Fig 1.
(A) Reusable T-disk with a central metal mesh designed to fit into the Falcon center-well organ culture dish. (B) Cartoon of a biopsy placed on the T-disk in air/liquid interphase oriented with the epithelial cell layer upwards and the cut surface downwards, slightly submerged in the medium. (C) Picture of the open incubator. (D) Picture of the sealed incubator.
Table 1.
Clinical features of patients and healthy controls.
Fig 2.
Preservation of tissue morphology and robust cytokine release in the explant assay.
Non-inflamed (A, C) and inflamed (B,D) biopsies from the same patient were cultured on T-disks (A, B) or transwells (C,D) for 24 hours and processed for histology. Representative pictures of H&E-stained paraffin-sections (n = 5 patients). Bars = 600 μm. (E) Spontaneous release of the cytokines IL-1β, IL-10, GM-CSF, IFN-γ and TNF-α from inflamed biopsies into the culture medium measured by Bio-Plex. Biopsies from the same patients were cultured on either T-disk or transwell as indicated. No difference in cytokine release was observed when comparing T-disk and transwell for all 5 cytokines in combination (P > 0.05, two-way ANOVA), but when analyzed alone, IL-10 and IFN-γ were significantly increased with T-disk (*P < 0.05, t-test). 2 biopsies per patient (n = 6). (F) Spontaneous release of GM-CSF from 6 inflamed patients, 4 biopsies per patients taken as closely as possible from each site, all shown individually. Data show mean ± SEM.
Fig 3.
Cytokine release in conditioned medium relative to degree of inflammation as determined by endoscopy and histomorphology.
Spontaneous release of the cytokines IL-1β, IL-10, GM-CSF, IFN-γ and TNF-α from (A) inflamed biopsies (n = 12 patients (2 biopsies/patient)), non-inflamed (n = 10 (2)) and normal controls (n = 6 (4)) into the culture medium measured by Bio-Plex. The inflammation states of CD biopsies were determined by the endoscopist. (B) Spontaneous release from severely inflamed (n = 3 biopsies), mildly/moderately inflamed (n = 6) and non-inflamed (n = 9) CD biopsies from 4 patients as determined by histology. Cytokine levels (pg/ml/100 mg tissue) are expressed as mean ± SEM. Statistical analyses (two-way ANOVA) were performed on the levels of the 5 cytokines in combination.
Fig 4.
Antibodies in the culture medium diffuse into the biopsy and bind to target cells.
Inflamed colonic biopsies were cultured in the presence of anti-CD31 and anti-CD3 antibodies (10 μg/ml each) for 20 hours followed by IHC staining of consecutive sections with isotype-specific anti-IgG2a (A) and anti-IgG1 (B) antibodies for detection of anti-CD31 and anti-CD3 antibodies, respectively. Arrows indicate blood vessels, which were stained in (A) by the anti-IgG2a secondary antibody specifically recognizing the anti-CD31 antibody. Blood vessels were not stained by the anti-IgG1 secondary antibody (B) that instead recognized the binding of the anti-CD3 antibody to T cells in the lamina propria (indicated by arrowheads). Bar = 100 μm.
Fig 5.
The assay responds to stimulation of the T cells and to a known biologic.

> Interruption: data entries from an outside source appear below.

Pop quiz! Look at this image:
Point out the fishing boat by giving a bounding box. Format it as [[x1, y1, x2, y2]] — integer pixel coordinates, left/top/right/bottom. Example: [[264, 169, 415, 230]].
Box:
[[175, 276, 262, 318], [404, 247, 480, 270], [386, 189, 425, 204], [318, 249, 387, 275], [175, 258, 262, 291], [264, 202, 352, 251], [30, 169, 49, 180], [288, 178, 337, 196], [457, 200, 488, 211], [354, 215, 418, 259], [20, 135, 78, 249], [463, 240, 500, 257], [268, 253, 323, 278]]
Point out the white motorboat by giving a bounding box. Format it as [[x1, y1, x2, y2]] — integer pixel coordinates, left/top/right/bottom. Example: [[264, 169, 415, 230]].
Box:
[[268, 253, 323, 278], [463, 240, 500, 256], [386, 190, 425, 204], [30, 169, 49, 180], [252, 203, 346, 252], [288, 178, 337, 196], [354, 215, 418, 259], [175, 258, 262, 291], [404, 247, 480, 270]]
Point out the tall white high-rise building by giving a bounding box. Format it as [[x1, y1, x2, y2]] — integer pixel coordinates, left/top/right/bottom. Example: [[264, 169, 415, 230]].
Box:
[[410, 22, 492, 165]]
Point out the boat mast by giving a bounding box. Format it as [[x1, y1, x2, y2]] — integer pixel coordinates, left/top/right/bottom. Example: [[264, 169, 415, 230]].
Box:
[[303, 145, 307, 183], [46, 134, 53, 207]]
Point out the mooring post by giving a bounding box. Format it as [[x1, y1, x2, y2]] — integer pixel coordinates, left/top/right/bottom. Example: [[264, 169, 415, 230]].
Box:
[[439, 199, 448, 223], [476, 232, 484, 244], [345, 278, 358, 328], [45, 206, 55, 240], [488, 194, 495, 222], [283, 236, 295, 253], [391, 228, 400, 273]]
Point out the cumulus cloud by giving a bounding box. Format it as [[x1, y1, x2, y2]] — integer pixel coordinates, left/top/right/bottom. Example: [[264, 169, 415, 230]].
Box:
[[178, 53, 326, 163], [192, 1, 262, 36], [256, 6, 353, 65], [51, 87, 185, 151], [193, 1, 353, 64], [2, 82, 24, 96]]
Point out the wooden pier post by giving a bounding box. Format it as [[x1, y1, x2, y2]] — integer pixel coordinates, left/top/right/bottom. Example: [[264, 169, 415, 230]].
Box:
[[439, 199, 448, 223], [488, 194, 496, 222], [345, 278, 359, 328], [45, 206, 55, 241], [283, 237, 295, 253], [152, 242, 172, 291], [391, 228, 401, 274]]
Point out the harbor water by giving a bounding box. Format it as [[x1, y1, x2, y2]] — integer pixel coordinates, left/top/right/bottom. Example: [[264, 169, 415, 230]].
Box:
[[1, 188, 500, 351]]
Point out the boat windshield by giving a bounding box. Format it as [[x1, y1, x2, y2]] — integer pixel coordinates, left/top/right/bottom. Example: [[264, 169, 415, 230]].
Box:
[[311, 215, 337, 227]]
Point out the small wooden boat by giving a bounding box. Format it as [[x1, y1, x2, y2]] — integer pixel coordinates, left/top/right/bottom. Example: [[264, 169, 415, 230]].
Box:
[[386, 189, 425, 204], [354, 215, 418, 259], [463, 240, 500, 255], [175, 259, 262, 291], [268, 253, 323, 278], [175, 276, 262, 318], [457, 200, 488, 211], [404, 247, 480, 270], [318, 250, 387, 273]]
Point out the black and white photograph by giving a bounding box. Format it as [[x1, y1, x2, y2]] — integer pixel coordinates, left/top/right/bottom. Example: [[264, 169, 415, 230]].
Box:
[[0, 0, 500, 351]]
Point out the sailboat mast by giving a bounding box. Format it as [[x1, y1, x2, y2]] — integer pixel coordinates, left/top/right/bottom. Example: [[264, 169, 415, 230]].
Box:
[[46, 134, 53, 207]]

(A) Cytokine release from inflamed colonic biopsies incubated with either anti-CD3 (10 μg/ml) or isotype control (10 μg/ml) in the explant assay for 24 hours (n = 12 patients, 2–4 biopsies each). Significant differences are observed for GM-CSF, IFN-γ and TNF-α (paired t-test) as well as across the panel, P = .0026 (two-way ANOVA). (B) Cytokine release from inflamed colonic biopsies cultured in the presence of 10 μg/ml isotype control or 10 μg/ml IFX activated by 10 μg/ml anti-CD3 for 24 hours (n = 6 patients, 4 biopsies each). IL-17a, IL-12p40 and IL-2 now reaches detection threshold under anti-CD3 stimulation. IL-10, GM-CSF and IL-17a release were significantly decreased by IFX treatment in the activated test (paired t-test). (C) Cytokine release from inflamed colonic biopsies cultured in the presence of 10 μg/ml Infliximab (IFX) or isotype control for 24 hours (n = 10 patients, 2–4 biopsies each). IL-10 release was significantly decreased by IFX treatment (paired t-test). (D) Cytokine release from healthy colonic control biopsies cultured in the presence of 10 µg/ml Infliximab (IFX) or isotype control for 24 hours (n = 6 patients, 4 biopsies each). Of the patients in (C), three were non-responders (had no effect) to IFX. All 10 are showed here divided into responders (or untested) and non-responders for TNF-αrelease (E) and GM-CSF release (F) (paired t-test within a group and un-paired t-test between responders and non-responders). *P < .05, **P < 0.01.